2. Better handwriting means faster writing. Students with better handwriting are able to compose essays faster than their computer-using peers when it comes to writing either on paper or on a screen.

1. It’s good for your grades. Thought school papers were graded solely on the merit of their content? Think again. Studies have shown that, despite the best intentions of the grader, a middle-of-the-road 50th percentile paper can be graded as high as the 84th percentile, or as low as the 16th percentile, depending on the penmanship it was written with. Want better grades? Improve your handwriting!

Improve Handwriting

Having neat handwriting is the exception rather than the rule, therefore someone who writes with an exceptionally neat hand is going to fair measurably better than someone who writes sloppily and illegibly. While I’m sure you’ve your own personal reasons for wanting to improve handwriting neatness, there are other benefits – not so obvious – in having a neat hand, which I’ll go into, so it’s well worth it. Don’t be intimidated: small improvements gradually make big improvements, and with the 5 simple tips I’m going to give you and some regular practice I’m sure you can improve handwriting neatness and legibility ten-fold, at least.
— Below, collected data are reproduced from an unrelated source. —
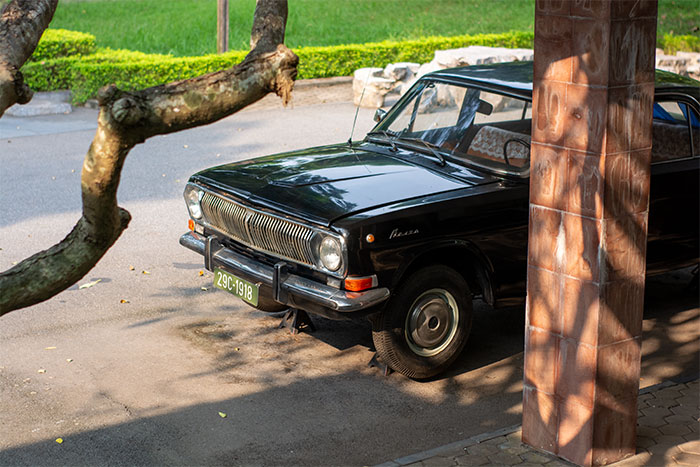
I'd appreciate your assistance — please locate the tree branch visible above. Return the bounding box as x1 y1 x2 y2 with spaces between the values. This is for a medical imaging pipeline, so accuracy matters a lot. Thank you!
0 0 58 116
0 0 298 315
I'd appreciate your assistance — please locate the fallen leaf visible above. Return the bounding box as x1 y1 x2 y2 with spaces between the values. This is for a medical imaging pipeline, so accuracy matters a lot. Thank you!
45 346 57 350
198 270 204 276
120 299 130 304
79 279 101 289
66 359 73 363
129 265 135 271
141 270 150 275
201 287 209 291
218 412 227 418
55 438 63 444
37 369 46 374
234 347 240 352
183 145 189 148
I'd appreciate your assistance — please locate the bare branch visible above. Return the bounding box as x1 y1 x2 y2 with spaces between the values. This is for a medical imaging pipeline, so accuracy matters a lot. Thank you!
0 0 59 116
0 0 298 315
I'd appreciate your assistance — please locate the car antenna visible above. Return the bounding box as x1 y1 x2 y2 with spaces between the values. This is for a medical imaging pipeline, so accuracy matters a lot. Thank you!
348 65 375 146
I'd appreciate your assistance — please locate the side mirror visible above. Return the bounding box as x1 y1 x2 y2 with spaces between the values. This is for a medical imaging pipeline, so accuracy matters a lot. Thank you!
374 108 387 123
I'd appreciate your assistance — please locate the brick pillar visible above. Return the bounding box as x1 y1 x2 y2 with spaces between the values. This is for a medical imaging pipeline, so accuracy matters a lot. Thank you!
523 1 658 465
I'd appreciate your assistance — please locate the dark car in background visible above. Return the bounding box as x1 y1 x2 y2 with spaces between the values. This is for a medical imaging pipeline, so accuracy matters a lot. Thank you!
181 61 699 379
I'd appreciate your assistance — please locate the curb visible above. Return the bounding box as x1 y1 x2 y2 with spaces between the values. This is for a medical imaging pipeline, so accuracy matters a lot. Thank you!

  1. Don’t try to be fancy. It’s easy to see the many examples of excellent handwriting with swirls and curls and try to replicate it, only for it to come off all wrong. Get the basics down first, A – Z, separated/printed, in lower and upper case, along with numbers 0 – 9.
  2. Practice flow and consistency by using small-squared mathematics paper and repeatedly drawing different shapes or letters over and over again with the same size and shape. Consistency is 95% of neat, legible handwriting. (It’s like deciphering a code; once the reader knows what one ‘symbol’ is, the ability to understand repeated symbols comes automatically. So make it as easy to decipher as possible.)
  3. Relax your hand and let it glide. The worst thing you can do when handwriting is trying to press too hard and strain. A tense, rigid hand is never a neat hand.
  4. Slow it down; you don’t have to write at 100 words per minute. The slower you write, the more control you have over neatness. In time, you can learn to increase speed and still retain neatness.
  5. Write small, but not too small. The idea is, the smaller you write, the neater you can make your writing – but don’t be so small that people can’t read it without squinting.

Tips For Job Applications & Bills

If you don’t have very good handwriting job applications can be a nightmare. You know full well that you are being judged by your handwriting, so if ever there were a perfect reason to improve handwriting skills then this is it.
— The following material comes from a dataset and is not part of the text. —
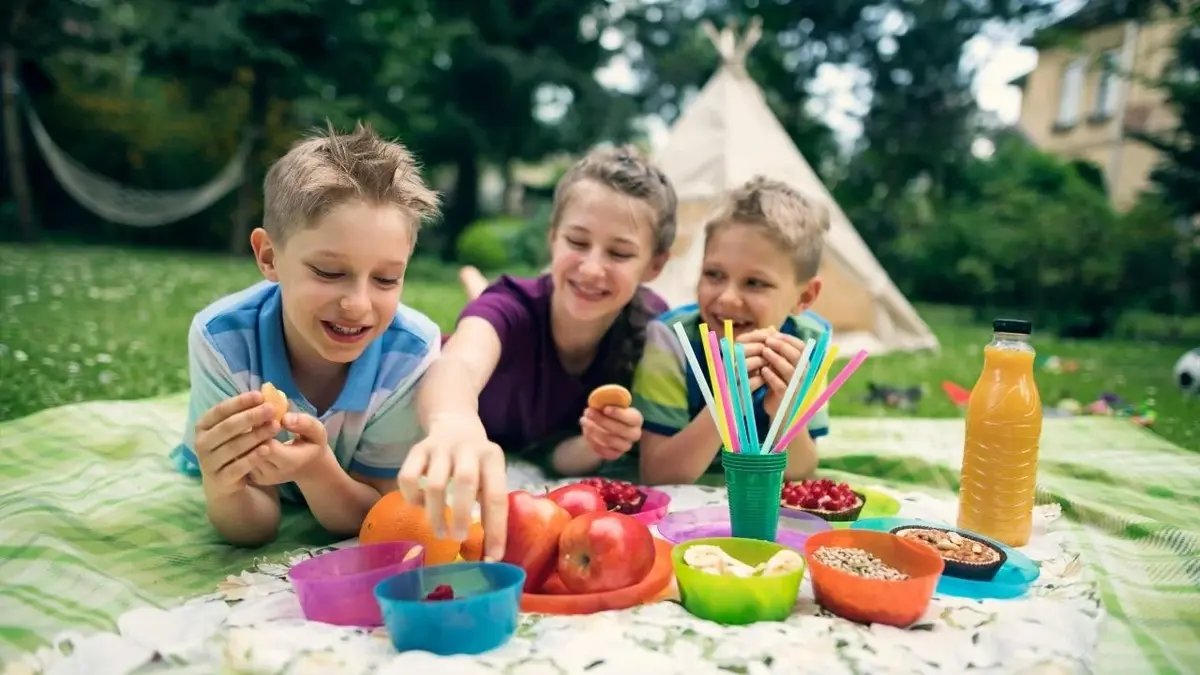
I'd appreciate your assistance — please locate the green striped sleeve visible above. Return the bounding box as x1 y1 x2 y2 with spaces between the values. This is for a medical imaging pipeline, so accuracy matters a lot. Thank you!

Job applications are one such example of a time when you shouldn’t ever use joined-up calligraphic handwriting. Even if your calligraphic handwriting is neat, the chances are the person on the receiving end may struggle to read what you have written. And, you can bet your bottom dollar they won’t waste valuable time trying to decipher it; they’ll simply toss it to one side (or in the trash) and move on to the next.

Always write job applications in separated, well formed letters; preferably block capitals. It leaves far less margin for error on the readers part.
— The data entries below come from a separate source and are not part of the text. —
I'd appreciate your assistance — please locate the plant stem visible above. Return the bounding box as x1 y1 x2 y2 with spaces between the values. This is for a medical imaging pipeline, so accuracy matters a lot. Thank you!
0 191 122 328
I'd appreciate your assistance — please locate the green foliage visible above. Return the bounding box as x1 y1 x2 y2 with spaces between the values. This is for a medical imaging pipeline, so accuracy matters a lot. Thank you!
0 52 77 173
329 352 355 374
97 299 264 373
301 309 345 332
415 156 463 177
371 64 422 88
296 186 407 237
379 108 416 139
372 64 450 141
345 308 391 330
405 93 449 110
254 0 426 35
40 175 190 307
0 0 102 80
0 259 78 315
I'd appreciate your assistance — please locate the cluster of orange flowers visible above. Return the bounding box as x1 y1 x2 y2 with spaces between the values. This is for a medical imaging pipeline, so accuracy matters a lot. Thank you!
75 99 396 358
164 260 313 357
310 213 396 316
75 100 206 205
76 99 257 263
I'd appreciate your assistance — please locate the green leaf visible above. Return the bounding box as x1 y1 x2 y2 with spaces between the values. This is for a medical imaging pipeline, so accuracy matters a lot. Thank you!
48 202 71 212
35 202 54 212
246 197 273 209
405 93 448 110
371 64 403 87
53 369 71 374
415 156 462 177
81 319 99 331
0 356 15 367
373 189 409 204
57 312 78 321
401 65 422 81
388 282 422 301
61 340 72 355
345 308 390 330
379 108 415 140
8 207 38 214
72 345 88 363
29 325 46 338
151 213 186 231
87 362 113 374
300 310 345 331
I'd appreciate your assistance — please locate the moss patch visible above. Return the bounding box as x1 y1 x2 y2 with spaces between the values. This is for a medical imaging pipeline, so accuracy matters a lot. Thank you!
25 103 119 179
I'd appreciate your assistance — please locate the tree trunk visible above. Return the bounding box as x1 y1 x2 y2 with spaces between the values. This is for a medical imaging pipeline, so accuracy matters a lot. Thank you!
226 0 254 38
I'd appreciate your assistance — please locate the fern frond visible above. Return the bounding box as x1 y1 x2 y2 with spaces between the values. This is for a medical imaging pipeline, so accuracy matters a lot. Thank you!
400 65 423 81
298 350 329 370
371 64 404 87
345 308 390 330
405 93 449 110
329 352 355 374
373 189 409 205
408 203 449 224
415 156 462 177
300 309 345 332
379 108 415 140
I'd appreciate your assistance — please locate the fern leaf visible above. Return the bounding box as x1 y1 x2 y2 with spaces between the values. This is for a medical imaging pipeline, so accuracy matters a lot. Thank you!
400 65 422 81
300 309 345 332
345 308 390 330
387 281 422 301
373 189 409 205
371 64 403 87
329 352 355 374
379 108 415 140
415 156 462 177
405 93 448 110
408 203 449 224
I also urge you to write out a draft copy and treat it as if it were the actual application itself. Sure, it may turn out perfect and you may kick yourself thinking it was a waste – but you’ve just proven to yourself that you can do it to your satisfaction, and getting it right a second time will be much more automatic. (Also, don’t worry if it isn’t quite as neat as the draft, that’s just becoming obsessed; the main thing is it’s neat enough to understand and doesn’t look as if it were written by someone who doesn’t care.)

As for bills, neatness and legibility is crucial. Many mistakes are made because the reader simply couldn’t understand the writing. Make it simple for them to understand and use separated, printed block capitals. Never try to be fancy when paying bills.


There are many ways to improve handwriting technique, and these are just a few which I and others have found useful over the years. All in all it really is all about practicing and making small improvements. If you consistently practice bad form, a bad outcome is what you’ll get. Practice good form, and only good can come of it.